Stigmatism: 65 may have been old when these workers were young, but now they’re reaching the age, they’re not showing any signs of slowing down. As Einstein demonstrated, time is relative, and attaching the word ‘pensioner’ to these veterans makes them run a mile or possibly shuffle slowly depending on their actual condition. They may be 65 and legally pensioners, but certainly don’t call them that.

Insufficient Income: Current incomes are not seen as too low; more than half of pensioners (54%) live on less than £150 a week. Seven in 10 believe that isn’t enough to live on and those approaching retirement agree.

Too Prepared: Lastly for those already in private pension schemes the state pension is seen as a ‘top-up’ or a bonus to their own pension plans and therefore unimportant.

Simplification, security and personalisation should be the watchwords of any future pension policy. Pre-pensioners are confused by the system, pensioners are worried about its provisions (the UK has the one of the smallest pensions in the OECD) and both are wary that top-down reforms aren’t tailored to their individual needs.

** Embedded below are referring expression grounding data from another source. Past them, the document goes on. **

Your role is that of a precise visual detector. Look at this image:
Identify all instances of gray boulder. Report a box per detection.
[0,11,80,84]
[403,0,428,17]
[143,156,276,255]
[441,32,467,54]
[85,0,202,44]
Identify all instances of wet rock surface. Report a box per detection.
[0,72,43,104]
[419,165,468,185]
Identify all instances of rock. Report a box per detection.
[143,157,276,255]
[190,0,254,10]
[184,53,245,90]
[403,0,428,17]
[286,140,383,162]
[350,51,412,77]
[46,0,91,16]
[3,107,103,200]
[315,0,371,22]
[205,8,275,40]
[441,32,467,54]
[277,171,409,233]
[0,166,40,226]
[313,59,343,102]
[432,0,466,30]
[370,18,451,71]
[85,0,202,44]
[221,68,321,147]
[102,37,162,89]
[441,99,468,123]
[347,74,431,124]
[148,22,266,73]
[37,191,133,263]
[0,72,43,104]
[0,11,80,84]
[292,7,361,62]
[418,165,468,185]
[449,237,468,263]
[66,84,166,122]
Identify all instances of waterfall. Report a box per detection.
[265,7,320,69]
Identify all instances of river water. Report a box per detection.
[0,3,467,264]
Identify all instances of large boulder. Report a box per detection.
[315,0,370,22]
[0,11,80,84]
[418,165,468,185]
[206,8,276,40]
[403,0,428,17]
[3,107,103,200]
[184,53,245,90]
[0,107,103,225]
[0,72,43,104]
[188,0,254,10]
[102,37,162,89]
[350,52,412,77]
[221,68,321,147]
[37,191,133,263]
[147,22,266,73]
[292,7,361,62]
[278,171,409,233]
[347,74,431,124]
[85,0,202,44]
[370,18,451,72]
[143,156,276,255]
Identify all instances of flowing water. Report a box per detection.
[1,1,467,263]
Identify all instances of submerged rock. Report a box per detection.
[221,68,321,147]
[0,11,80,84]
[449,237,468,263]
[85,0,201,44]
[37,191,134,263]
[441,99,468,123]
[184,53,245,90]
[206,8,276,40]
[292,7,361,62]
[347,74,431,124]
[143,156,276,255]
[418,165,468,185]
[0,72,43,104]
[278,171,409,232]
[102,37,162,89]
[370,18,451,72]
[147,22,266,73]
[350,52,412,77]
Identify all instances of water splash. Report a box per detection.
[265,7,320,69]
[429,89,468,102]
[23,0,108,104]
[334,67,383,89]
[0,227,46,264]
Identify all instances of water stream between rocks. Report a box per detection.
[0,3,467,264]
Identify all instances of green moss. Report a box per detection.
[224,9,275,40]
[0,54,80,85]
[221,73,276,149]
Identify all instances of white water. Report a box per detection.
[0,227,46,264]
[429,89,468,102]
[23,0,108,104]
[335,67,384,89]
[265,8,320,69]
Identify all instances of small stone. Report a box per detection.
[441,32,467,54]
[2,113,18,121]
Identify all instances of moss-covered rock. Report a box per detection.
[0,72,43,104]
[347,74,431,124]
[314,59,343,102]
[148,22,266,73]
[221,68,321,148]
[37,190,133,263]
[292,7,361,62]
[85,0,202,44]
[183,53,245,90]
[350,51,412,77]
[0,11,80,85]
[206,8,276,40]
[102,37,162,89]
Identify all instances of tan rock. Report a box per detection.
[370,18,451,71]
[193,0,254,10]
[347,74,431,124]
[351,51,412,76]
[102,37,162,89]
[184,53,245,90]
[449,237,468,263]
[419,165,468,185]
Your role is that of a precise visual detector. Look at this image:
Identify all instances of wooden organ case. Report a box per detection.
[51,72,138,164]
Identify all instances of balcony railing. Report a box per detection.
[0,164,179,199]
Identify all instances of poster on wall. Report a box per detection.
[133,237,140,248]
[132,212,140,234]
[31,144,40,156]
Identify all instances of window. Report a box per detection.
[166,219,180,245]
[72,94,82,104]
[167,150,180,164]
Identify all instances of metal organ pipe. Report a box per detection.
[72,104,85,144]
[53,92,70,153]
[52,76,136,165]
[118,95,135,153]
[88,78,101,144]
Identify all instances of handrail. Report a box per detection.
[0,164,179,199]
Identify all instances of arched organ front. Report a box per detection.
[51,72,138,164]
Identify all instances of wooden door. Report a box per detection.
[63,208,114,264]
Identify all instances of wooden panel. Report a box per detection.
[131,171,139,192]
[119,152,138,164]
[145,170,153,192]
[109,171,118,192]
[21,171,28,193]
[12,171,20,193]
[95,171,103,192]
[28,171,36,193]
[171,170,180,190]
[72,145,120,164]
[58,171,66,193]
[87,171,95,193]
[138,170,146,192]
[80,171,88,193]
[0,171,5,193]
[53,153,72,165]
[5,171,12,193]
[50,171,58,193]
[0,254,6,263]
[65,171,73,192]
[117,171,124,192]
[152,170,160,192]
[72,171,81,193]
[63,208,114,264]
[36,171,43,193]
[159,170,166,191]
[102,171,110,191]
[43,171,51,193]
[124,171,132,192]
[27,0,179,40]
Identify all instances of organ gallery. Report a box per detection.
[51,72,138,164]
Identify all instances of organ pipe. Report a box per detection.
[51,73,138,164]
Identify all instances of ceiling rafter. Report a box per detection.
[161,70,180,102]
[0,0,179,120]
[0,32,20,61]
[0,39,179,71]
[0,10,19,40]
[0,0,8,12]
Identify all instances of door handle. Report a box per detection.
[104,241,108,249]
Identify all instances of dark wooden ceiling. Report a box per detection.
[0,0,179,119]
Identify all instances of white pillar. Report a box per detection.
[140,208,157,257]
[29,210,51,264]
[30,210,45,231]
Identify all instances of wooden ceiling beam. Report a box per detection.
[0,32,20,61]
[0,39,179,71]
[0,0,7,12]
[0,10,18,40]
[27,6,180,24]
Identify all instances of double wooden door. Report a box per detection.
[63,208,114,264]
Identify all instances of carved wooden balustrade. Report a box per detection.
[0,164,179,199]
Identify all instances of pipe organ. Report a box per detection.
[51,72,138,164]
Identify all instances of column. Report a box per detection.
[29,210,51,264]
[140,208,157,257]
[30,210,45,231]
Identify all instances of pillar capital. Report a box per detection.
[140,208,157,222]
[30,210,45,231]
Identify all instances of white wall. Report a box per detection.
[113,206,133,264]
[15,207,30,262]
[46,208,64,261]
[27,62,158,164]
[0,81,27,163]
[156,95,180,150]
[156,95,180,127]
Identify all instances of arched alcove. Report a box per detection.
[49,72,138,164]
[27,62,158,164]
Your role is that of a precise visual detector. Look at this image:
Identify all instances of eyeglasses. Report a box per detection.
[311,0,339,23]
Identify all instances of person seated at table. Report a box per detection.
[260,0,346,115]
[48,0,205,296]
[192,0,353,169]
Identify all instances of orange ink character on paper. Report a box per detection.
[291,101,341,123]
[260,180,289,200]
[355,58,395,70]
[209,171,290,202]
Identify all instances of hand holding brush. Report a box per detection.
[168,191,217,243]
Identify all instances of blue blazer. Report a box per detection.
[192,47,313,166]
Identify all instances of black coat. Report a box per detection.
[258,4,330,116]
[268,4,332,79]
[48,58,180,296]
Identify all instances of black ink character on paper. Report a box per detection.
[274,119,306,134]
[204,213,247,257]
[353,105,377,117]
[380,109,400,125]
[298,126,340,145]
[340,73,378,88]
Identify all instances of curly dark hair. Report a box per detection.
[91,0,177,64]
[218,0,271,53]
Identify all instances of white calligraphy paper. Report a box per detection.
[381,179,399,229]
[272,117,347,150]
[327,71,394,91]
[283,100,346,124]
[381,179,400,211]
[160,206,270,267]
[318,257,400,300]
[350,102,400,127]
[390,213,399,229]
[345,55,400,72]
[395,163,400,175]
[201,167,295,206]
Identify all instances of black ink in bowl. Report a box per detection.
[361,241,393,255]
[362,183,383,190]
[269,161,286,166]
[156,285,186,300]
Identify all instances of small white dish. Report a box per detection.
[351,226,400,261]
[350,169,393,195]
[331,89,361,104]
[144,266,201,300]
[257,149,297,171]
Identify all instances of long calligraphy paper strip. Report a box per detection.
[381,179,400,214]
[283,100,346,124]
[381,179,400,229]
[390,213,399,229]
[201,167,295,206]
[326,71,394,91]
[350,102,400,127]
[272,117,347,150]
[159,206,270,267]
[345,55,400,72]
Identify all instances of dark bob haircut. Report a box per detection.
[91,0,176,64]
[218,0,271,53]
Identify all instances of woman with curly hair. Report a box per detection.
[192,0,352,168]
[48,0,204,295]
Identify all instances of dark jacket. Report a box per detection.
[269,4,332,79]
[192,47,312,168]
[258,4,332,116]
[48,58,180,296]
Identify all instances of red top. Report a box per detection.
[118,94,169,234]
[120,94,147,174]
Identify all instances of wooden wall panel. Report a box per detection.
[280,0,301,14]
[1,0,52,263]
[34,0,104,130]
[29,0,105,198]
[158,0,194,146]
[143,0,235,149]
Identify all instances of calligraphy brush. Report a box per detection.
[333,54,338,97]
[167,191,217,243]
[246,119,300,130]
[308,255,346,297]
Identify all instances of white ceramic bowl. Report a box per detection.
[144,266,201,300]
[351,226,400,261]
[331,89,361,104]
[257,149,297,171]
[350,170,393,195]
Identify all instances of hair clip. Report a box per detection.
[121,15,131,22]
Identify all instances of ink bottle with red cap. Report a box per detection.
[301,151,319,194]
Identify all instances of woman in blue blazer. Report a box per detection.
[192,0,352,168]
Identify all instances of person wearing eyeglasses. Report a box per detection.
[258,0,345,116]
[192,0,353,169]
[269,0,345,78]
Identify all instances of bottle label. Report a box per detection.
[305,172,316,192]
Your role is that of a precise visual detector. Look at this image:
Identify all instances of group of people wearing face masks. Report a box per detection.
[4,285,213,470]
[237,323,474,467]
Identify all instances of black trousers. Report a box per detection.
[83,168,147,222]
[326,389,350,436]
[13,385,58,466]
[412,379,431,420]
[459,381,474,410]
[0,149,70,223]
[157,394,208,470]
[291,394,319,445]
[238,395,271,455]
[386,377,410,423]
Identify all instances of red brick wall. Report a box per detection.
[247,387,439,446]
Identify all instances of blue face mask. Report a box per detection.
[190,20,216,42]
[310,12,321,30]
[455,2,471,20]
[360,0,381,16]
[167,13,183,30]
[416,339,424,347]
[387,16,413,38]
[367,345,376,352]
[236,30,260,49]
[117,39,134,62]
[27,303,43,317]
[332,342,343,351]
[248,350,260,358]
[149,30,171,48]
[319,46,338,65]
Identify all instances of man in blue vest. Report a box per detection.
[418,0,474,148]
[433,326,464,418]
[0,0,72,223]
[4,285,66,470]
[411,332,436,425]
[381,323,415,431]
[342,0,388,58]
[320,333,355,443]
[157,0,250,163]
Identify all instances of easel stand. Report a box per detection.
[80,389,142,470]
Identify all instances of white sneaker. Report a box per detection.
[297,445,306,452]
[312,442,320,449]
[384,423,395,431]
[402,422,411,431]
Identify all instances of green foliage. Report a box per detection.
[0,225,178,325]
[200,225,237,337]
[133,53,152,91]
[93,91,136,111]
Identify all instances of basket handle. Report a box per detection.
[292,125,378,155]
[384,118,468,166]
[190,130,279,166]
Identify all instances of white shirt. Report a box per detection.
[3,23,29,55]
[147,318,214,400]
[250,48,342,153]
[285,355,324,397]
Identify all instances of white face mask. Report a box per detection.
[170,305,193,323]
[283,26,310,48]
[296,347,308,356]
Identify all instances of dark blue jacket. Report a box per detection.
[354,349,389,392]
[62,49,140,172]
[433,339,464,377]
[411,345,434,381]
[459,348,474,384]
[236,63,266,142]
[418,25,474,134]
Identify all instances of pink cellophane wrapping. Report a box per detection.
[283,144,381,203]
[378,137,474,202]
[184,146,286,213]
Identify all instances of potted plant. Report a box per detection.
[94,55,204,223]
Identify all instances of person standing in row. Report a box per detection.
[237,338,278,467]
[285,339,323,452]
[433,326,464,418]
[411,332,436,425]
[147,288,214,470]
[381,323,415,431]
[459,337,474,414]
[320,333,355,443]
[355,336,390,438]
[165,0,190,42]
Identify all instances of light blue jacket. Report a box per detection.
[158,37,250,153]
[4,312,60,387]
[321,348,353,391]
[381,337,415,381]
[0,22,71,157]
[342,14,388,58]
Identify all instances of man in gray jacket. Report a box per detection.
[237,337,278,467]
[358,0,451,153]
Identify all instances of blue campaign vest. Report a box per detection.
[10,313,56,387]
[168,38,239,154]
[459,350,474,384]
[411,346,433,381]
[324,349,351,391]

Assumptions based on little knowledge, fear of the unknown, denial, and dislike of being labelled a ‘pensioner’ mean that everyone puts off retirement planning until they’re forced to. Older generations struggle more with the emotional aspect of retirement rather than the financial one and most claim to be better with money than the young. Those approaching, and beyond, retirement feel most able to cope with living on more restricted income.

However, those who are working seem less able to cope with issues of status and self-worth and are least likely to admit to this as the cause of their anxiety over retirement.

Whatever the eventual outcome of the proposed pension system reforms, with life expectancy spiralling ever upward, a whole new generation of pensioners are soon to join the ranks of existing ones with a whole new range of Clinton cards to cater for future great-great-grandsons.